Agent Readiness Audit

Q: What is the difference between ARS and AQS?

ARS (Agent Readiness Score) is static analysis -- it examines your blueprint and architecture without running any tests. AQS (Agent Quality Score) is test-based -- it measures behavioral reliability from actual test results. ARS tells you if your agent is designed safely; AQS tells you if it behaves correctly.

Static analysis of your agent’s blueprint — identify risks before running any tests.

Key Takeaways

✓Static analysis of your blueprint -- no tests needed, immediate feedback
✓16 checks across 4 categories: Security (50pts), Reliability (25pts), System Design (15pts), Tool Quality (10pts)
✓Agent Readiness Score (ARS) 0-100: Red (0-30), Yellow (31-60), Green (61-100)

Why It Matters

The Agent Readiness Audit is a static analysis engine that examines your agent’s blueprint and architecture graph across 16 checks to identify security risks, reliability gaps, and design issues before any tests are run.

Running tests takes time. The audit gives you immediate, actionable feedback the moment you upload a blueprint. It catches structural problems — missing guardrails, exposed secrets, unconstrained permissions — that would otherwise surface as test failures or, worse, production incidents. Think of it as a linter for your agent’s architecture.

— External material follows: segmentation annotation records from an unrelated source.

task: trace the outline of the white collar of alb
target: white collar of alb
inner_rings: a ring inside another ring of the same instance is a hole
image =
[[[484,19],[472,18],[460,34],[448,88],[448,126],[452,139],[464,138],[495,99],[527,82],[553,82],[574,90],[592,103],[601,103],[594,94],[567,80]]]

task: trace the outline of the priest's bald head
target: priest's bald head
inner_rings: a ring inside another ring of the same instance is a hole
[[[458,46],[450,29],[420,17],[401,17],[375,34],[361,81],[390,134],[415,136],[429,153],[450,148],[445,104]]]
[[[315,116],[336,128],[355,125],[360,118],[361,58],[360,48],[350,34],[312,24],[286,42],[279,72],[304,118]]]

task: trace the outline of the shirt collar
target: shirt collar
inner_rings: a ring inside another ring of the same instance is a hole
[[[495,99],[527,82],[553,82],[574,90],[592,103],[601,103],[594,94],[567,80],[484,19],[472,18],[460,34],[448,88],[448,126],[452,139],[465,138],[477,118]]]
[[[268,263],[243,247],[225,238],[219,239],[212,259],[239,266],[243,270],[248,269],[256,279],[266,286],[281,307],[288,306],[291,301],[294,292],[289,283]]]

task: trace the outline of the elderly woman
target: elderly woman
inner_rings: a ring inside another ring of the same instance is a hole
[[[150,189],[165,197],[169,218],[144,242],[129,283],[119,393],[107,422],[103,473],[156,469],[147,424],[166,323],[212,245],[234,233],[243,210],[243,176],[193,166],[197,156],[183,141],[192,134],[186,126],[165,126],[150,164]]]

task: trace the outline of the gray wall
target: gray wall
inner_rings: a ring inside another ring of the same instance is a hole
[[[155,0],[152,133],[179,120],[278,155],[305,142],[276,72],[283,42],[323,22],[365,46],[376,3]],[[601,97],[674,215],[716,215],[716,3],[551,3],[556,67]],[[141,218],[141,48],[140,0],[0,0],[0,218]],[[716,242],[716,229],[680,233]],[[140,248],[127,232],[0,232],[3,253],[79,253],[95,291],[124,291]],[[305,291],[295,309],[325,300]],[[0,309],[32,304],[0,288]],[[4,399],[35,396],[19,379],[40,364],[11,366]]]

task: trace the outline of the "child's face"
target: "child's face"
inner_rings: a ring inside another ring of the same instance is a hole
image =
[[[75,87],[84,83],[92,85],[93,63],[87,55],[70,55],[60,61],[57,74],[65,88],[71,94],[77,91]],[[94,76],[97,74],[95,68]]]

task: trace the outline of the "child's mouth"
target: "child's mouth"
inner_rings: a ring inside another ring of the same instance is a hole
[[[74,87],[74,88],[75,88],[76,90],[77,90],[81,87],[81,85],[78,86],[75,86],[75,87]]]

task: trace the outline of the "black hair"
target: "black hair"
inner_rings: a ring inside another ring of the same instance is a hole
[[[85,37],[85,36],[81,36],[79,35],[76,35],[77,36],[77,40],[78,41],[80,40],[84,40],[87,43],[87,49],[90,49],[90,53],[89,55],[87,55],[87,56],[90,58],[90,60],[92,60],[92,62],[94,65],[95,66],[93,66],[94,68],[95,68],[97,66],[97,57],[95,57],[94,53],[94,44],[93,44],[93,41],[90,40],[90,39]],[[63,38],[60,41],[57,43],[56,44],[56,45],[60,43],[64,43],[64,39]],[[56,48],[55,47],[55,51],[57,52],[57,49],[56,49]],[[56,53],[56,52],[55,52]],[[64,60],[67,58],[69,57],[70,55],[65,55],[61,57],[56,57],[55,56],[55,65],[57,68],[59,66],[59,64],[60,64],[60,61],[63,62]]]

Agent Readiness Score (ARS)

The audit produces a single 0-100 score called the Agent Readiness Score (ARS). Unlike AQS, which requires test results, ARS is computed entirely from static analysis of your blueprint and (optionally) your Agent Intelligence Graph.

Score Ranges

Range	Color	Meaning
61-100	Green	Ready. No critical issues, minor findings only.
31-60	Yellow	Notable issues. Address high-severity findings before production.
0-30	Red	Critical risk. Fundamental security or reliability gaps must be resolved.

How the Score Is Calculated

The ARS starts at 100 and deducts points based on findings across four categories. Each category has a point budget that caps how much it can deduct — so a single category cannot tank the entire score.

Severity penalties:

Severity	Points deducted
Critical	8
High	4
Medium	2
Low	1

Category budgets:

Category	Budget	Rationale
Security	50	Weighted highest because security failures (exposed secrets, unguarded mutations) create the most severe production risk. A single critical security finding should dominate the score.
Reliability	25	Error handling, retries, fallbacks, and timeouts determine whether your agent recovers gracefully or fails catastrophically. Reliability issues are dangerous but typically less severe than security gaps.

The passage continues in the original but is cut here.